The song demo proved the concept. But it was hardcoded to ten music-specific categories. We wanted the same capability for any domain.

That became Klyde — a Chrome extension where users define their own prompt sets. A prompt set is a collection of scoring prompts for a specific domain:

International news — 7 dimensions: threat level, clarity, tone, perspective diversity, bias, historical context, international perspective.

Persuasion detection — 8 dimensions: cherry picking, ad hominem, false dichotomy, over-generalization, scapegoating, bandwagon appeal, repetition, emotional language.

Email analysis — tone, urgency, clarity, actionability.

You can create your own sets for whatever you need. Describe what you want to measure and the system generates a scoring prompt from an example. Each prompt produces either a 0-10 score, a free-text analysis, or structured JSON.

The Chrome extension solves the data collection problem. Instead of building a custom scoring pipeline for every use case, you browse the web and score content as you encounter it. Point it at an article, select your prompt sets, get scores back. The scores are stored and can feed into vector retrieval as metadata filters.

Bulk Scoring

Single-page analysis is useful for exploration. But the real value comes from scoring at scale.

Klyde has a bulk analysis mode. Import a CSV of URLs, or scrape a page for all its links, select which to analyze. The system runs your prompt sets against each URL — server-side scraping or browser-based — and exports results as CSV or JSON.

Score 200 articles for bias and you have a dataset. Score a competitor's entire blog for persuasion tactics and you have competitive intelligence. Score your own content library for tone consistency and you have a quality audit.

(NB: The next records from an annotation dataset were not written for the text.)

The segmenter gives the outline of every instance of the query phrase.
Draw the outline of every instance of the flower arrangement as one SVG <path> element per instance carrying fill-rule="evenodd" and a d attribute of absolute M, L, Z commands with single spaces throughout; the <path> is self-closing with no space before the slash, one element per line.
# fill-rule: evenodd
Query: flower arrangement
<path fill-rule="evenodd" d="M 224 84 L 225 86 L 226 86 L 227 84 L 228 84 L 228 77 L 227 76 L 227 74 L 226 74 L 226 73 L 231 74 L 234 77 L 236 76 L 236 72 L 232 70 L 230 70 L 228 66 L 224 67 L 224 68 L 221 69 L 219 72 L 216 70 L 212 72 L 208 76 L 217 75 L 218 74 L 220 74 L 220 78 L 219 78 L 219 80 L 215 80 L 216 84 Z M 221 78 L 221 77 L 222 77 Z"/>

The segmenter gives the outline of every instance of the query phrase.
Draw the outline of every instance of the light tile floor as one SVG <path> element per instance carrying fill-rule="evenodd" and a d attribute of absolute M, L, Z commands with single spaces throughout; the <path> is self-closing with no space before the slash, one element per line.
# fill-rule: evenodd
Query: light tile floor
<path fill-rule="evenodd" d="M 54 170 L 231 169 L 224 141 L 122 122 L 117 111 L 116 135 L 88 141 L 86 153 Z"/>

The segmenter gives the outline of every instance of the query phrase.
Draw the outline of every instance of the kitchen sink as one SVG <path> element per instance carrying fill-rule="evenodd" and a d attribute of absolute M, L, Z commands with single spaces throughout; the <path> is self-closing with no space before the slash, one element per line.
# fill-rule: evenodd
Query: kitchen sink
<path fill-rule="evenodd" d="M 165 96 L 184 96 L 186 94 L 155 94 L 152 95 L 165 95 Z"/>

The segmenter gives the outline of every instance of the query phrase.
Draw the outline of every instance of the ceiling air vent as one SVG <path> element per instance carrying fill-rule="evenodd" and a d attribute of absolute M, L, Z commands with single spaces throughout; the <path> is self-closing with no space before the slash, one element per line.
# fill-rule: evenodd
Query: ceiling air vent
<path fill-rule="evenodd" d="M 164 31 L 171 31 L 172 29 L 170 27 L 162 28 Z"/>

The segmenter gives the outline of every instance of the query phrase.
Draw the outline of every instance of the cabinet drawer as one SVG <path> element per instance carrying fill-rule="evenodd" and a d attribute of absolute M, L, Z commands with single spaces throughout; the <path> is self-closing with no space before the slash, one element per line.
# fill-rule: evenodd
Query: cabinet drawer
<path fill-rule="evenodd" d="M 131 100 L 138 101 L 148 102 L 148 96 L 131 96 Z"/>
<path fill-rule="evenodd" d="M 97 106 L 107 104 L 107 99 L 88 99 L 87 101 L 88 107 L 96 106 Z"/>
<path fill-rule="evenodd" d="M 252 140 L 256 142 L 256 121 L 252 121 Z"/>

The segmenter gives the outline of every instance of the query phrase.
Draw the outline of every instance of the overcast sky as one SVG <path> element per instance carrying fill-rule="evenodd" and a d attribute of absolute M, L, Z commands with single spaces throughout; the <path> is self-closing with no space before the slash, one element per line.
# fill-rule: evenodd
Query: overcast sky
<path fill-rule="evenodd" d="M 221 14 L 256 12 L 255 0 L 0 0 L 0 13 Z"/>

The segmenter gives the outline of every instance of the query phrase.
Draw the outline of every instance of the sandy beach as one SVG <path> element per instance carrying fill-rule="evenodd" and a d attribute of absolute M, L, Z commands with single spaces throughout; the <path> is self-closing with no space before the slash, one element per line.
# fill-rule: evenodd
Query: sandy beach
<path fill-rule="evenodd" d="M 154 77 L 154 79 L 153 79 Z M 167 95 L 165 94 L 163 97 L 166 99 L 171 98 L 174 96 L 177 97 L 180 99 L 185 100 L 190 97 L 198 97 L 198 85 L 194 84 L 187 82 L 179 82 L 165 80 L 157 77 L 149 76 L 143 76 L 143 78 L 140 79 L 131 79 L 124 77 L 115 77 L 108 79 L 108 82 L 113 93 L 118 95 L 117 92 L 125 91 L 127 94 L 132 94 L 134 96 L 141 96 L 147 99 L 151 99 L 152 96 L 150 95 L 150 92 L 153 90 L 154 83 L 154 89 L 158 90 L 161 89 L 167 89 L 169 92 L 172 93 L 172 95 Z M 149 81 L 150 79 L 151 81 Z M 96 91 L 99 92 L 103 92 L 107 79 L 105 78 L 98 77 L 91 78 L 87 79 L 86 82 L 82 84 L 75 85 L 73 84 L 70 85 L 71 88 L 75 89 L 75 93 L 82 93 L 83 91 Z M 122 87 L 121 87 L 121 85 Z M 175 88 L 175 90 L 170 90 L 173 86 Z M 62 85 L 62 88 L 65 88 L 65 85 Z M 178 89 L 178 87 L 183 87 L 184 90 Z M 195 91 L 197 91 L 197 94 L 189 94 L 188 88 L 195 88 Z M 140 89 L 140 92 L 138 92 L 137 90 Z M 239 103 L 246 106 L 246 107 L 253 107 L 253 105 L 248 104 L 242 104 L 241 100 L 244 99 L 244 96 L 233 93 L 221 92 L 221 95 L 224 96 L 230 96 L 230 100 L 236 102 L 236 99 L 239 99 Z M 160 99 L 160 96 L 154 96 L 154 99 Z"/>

The export format is designed to be useful downstream. Upload the scores as metadata when you embed the documents and your retrieval system gains all those filtering dimensions.

Where I Think This Goes

The RAG ecosystem is converging on a standard architecture: chunk, embed, retrieve, generate. The tooling gets better every month. But almost everyone is still working with a single retrieval axis — semantic similarity.

Adding scored metadata dimensions is not hard. The LLM calls for scoring are cheap compared to the value they add. And the queries they enable — "find me X that is also Y but not Z" — are the queries real users actually want to ask.

Some specific use cases I think are underexplored:

Content moderation at retrieval time. Instead of moderating after generation, score your knowledge base for safety dimensions during indexing. Filter out high-risk content before it ever reaches the prompt.

Personalized retrieval. Score documents on complexity, formality, technical depth. Match against user preference profiles. A junior developer and a senior architect asking the same question get different source material.

Research synthesis. Score papers on methodology rigor, sample size, recency, citation count. When the LLM synthesizes findings, it draws from sources filtered by quality rather than just relevance.

Customer intelligence. Score support tickets on frustration, urgency, churn risk. Route to different response strategies based on the scores, not just the topic.

None of this requires new models or new infrastructure. It requires using the models we already have to generate structured metadata, and using the vector databases we already have to filter on it.

The Code

Klyde is ~6,600 lines of TypeScript. Chrome extension, Manifest V3. It uses Unacog's Firebase backend for LLM calls and vector queries. The prompt management UI is built on Tabulator grids with full CRUD — import, export, AI-assisted generation.

The subjective metrics idea started in a song lyrics demo because I wanted better playlist recommendations. It turned into a general-purpose tool because the same pattern — score content on arbitrary dimensions, filter at retrieval time — works everywhere.

The models will keep getting smarter. Context windows will keep growing. But the insight that retrieval should be multi-dimensional, not just semantically similar, is independent of any specific model or framework. It's a design pattern, not a product feature.